As long as the political taboo on raising taxes endures, the service will be in financial peril. 

It has long been clear that the NHS is in financial ill-health. But today's figures, conveniently delayed until after the Conservative conference, are still stunningly bad. The service ran a deficit of £930m between April and June (greater than the £820m recorded for the whole of the 2014/15 financial year) and is on course for a shortfall of at least £2bn this year - its worst position for a generation. 

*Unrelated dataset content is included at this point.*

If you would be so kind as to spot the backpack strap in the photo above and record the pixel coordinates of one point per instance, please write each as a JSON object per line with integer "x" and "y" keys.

Though often described as having been shielded from austerity, owing to its ring-fenced budget, the NHS is enduring the toughest spending settlement in its history. Since 1950, health spending has grown at an average annual rate of 4 per cent, but over the last parliament it rose by just 0.5 per cent. An ageing population, rising treatment costs and the social care crisis all mean that the NHS has to run merely to stand still. The Tories have pledged to provide £10bn more for the service but this still leaves £20bn of efficiency savings required. 

Speculation is now turning to whether George Osborne will provide an emergency injection of funds in the Autumn Statement on 25 November. But the long-term question is whether anyone is prepared to offer a sustainable solution to the crisis. Health experts argue that only a rise in general taxation (income tax, VAT, national insurance), patient charges or a hypothecated "health tax" will secure the future of a universal, high-quality service. But the political taboo against increasing taxes on all but the richest means no politician has ventured into this territory. Shadow health secretary Heidi Alexander has today called for the government to "find money urgently to get through the coming winter months". But the bigger question is whether, under Jeremy Corbyn, Labour is prepared to go beyond sticking-plaster solutions. 

George Eaton is political editor of the New Statesman.